小泉信三はどんな子育てをしていたのか?
例年、慶應義塾横浜初等部の願書には創設者の福澤諭吉の著作『福翁自伝』を読んで、所感を記す指示がありました。
しかし、これまでとは異なり、2020年度の横浜初等部の入試では次のように変更されました。
「『伝記 小泉信三』を読んで、慶應義塾の塾風・気風(空気感)について感じるところを書いてください。」
この伝記は簡潔にまとめられていて、教育者・小泉信三の人生を知るのにはとても良いです。
ただ、小泉信三が、わが子の幼い時、どんな子育てをしていたのかは、わずかに書かれているだけです。
子育て世代としては、気になるのが小泉信三自身、家庭でどのような子育てを行っていたのか…ではないでしょうか。
そこで調べてみると、こんな一冊がありました。
こちらは小泉信三の次女、小泉妙さんの著作です。
この本は『伝記 小泉信三』の著者・神吉創二氏が編集に携わり、慶應義塾大学出版会から出版されています。
この本の中から次女・妙さんが語る小泉信三の子育てエピソードを今回はご紹介しましょう。
困ったお父さん?
偉大な教育者・小泉信三を知ってから読むと意外なのですが、子どもたちをからかうのが好きなお父さんだったようです。
例えば、妙さんが生まれた時のことを「猫が鳴いたかと思った」と妙さん本人には語っていたそうです。
妙さんはこう言われるのが大変嫌だったそうです。
また、ある時、信三は妙さんのことを「橋の下からひろってきたんだ」と言ったそうです。
妙さんが「どうしてひろってきたのに、生まれた時の声を知っているの」と聞いたら、それからは、つまらなくなったらしくもう言わなくなったそうです。
このように、大人になっても、いたずら心のある人物だったようです。
子どもたちと遊ぶのにも信三自身が面白くなくては、だめなのだそうです。
急に子どもを抱き上げたかと思うと、たんすの上に乗せて
「そこから飛び降りろ、絶対抱きとめるから大丈夫」と言って怖がらせもしました。
また、よく、不意に後ろからやって来て、大きな両手で子どもたちの耳のあたりをはさんだまま、持ち上げたのだそうです。

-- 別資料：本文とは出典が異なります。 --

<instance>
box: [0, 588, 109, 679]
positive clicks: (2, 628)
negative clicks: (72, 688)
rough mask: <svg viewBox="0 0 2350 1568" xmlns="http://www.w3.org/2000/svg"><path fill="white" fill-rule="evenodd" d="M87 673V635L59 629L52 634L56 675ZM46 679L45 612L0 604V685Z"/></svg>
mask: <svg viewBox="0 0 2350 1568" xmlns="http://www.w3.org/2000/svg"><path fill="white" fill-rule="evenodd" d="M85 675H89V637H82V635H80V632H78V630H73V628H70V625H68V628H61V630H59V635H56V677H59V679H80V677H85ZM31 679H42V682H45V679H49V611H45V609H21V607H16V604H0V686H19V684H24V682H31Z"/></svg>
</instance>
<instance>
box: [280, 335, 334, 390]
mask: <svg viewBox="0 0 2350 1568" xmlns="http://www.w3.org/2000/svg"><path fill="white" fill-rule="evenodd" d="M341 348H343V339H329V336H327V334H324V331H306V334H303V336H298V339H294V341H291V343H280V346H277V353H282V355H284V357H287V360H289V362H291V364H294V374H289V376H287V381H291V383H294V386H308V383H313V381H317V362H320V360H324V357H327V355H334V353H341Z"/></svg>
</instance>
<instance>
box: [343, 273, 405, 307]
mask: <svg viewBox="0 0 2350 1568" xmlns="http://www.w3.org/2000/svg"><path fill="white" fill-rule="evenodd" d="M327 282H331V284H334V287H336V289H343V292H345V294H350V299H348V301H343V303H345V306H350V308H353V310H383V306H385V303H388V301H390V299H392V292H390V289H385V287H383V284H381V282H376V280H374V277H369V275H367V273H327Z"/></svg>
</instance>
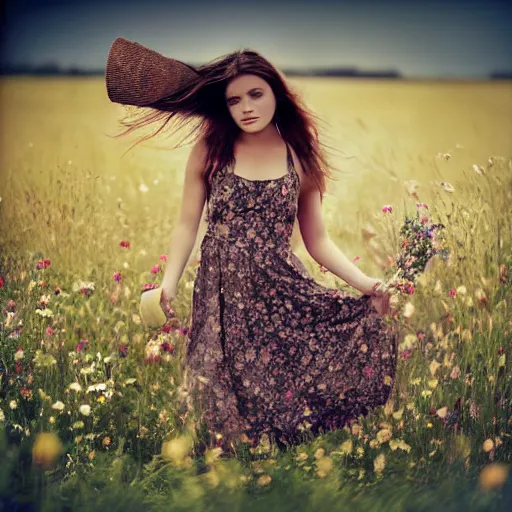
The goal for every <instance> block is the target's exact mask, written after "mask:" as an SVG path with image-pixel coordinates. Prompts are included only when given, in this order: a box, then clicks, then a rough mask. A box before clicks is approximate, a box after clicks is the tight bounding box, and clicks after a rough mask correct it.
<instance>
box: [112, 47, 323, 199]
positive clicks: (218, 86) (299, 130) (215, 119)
mask: <svg viewBox="0 0 512 512" xmlns="http://www.w3.org/2000/svg"><path fill="white" fill-rule="evenodd" d="M196 71H197V72H198V74H199V76H198V78H197V80H196V81H195V82H194V83H191V85H190V86H189V87H187V88H186V89H185V90H181V91H177V92H176V93H173V94H172V95H170V96H167V97H164V98H162V99H160V100H158V101H156V102H154V103H152V104H151V105H149V106H148V107H149V108H150V109H151V111H150V112H149V113H148V114H145V115H143V116H142V117H141V118H139V119H136V120H132V121H126V120H121V121H120V123H121V124H122V125H123V126H128V127H129V128H128V130H126V131H125V132H123V133H121V134H119V135H116V136H115V137H119V136H123V135H126V134H128V133H130V132H132V131H133V130H135V129H137V128H140V127H142V126H144V125H147V124H149V123H153V122H158V121H160V120H162V119H164V120H165V121H164V123H163V124H162V126H161V127H160V129H159V130H158V131H157V132H155V133H153V134H151V135H149V136H146V137H143V138H141V139H140V140H139V141H138V142H136V143H135V144H134V145H136V144H138V143H140V142H142V141H144V140H147V139H148V138H151V137H153V136H155V135H157V134H158V133H160V131H162V129H163V128H164V127H165V126H166V125H167V124H168V123H169V122H170V121H171V120H173V119H174V118H175V117H177V119H178V120H179V123H178V126H177V130H180V129H181V128H182V126H183V125H184V124H189V123H190V122H193V121H195V120H196V121H198V123H197V124H196V126H195V127H194V128H193V129H192V130H191V131H190V132H189V135H191V134H194V133H197V132H199V136H197V137H196V138H195V140H198V139H199V138H200V137H203V138H204V140H205V143H206V146H207V159H206V166H205V170H204V174H203V179H204V181H205V186H206V191H207V198H209V196H210V191H211V182H212V177H213V173H214V172H215V171H216V170H217V169H220V168H222V167H224V166H226V165H230V164H232V163H233V160H234V144H235V141H236V139H237V137H238V135H239V133H240V131H241V130H240V128H239V127H238V126H237V125H236V123H235V122H234V120H233V118H232V117H231V114H230V112H229V109H228V106H227V102H226V98H225V90H226V87H227V85H228V83H229V82H230V81H231V80H232V79H234V78H236V77H237V76H239V75H241V74H253V75H256V76H259V77H260V78H262V79H263V80H265V81H266V82H267V83H268V84H269V86H270V87H271V89H272V91H273V93H274V95H275V98H276V110H275V114H274V118H273V122H275V123H276V124H277V126H278V128H279V132H280V134H281V136H282V137H283V139H284V140H285V141H286V142H287V143H289V144H290V145H291V147H292V148H293V149H294V150H295V153H296V154H297V157H298V159H299V161H300V163H301V165H302V168H303V170H304V173H305V174H308V175H310V176H311V177H312V178H313V180H314V181H315V182H316V184H317V186H318V189H319V190H320V197H321V201H323V196H324V193H325V191H326V178H330V179H333V178H332V175H331V174H330V170H329V164H328V162H327V159H326V157H325V154H324V150H323V149H322V148H321V146H324V147H329V146H326V145H325V144H322V143H321V142H320V141H319V137H318V128H317V123H320V122H322V120H321V118H319V117H318V116H316V115H315V114H313V113H312V112H311V111H309V110H308V109H307V108H306V107H305V105H304V103H303V102H302V100H301V98H300V95H299V94H298V93H297V92H295V91H294V90H293V88H292V87H290V85H289V84H287V83H286V81H285V78H284V75H283V74H282V73H281V72H280V71H278V70H277V69H276V68H275V67H274V66H273V65H272V64H271V63H270V62H269V61H268V60H266V59H265V58H264V57H262V56H261V55H260V54H259V53H257V52H256V51H253V50H250V49H242V50H238V51H235V52H233V53H230V54H227V55H223V56H221V57H218V58H217V59H214V60H213V61H210V62H209V63H207V64H205V65H203V66H200V67H199V68H197V69H196ZM138 110H140V109H138ZM132 147H133V146H132ZM178 147H181V145H178V146H175V147H174V149H176V148H178ZM129 149H131V148H129Z"/></svg>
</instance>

妙さんは振り返り、首が抜けそうになり、目はつり上がり、まばたきをすると痛かったそうです。
これを信三は今の天皇陛下にも幼い頃にしています。
そうしたところ、「もうこれからはやらなくていいのよ」と幼い陛下はおっしゃったそうです。
このことを信三は大いに恥じたという話です。
信三は身体がよく利くとか、球を投げるのが上手とか、子どもはそういうのが良いと思っている人だったそうです。
たとえば、妙さんを曲芸のように肩に跳びあがらせもしたそうです。
また、自転車の乗り方も教えてくれたそうです。
自転車の荷台に木の棒を差し込んで、ぐいぐい押しながら走らせてくれたのだそうです。
こうすると速く長く走れるので、おかげで補助輪なしでかなり早くから妙さんは自転車に乗れたそうです。
このように、小泉信三は結構、気ままな子育てをしていたようです。
「伝記 小泉信三」にも書いてありましたが、信三自身は小学生にあがった年に父を若くして亡くしています。
それだからでしょうか。
子どもとの接し方が、いわゆる厳格な父親と子どもの関係というよりは自分も子どもの輪に入ってみんなで楽しもうという気持ちの強い人だったようです。
そんな信三の子育て方針には、運動を重視するところがありましたが、その思いは慶應義塾横浜初等部にも息づいているように思います。
小泉信三の子育てをわれわれの子育てに生かすとしたら、お子さんとのスキンシップを大切にすること、一緒に身体を動かすこと、子どもと一緒に楽しむことができる父親でありたいですね。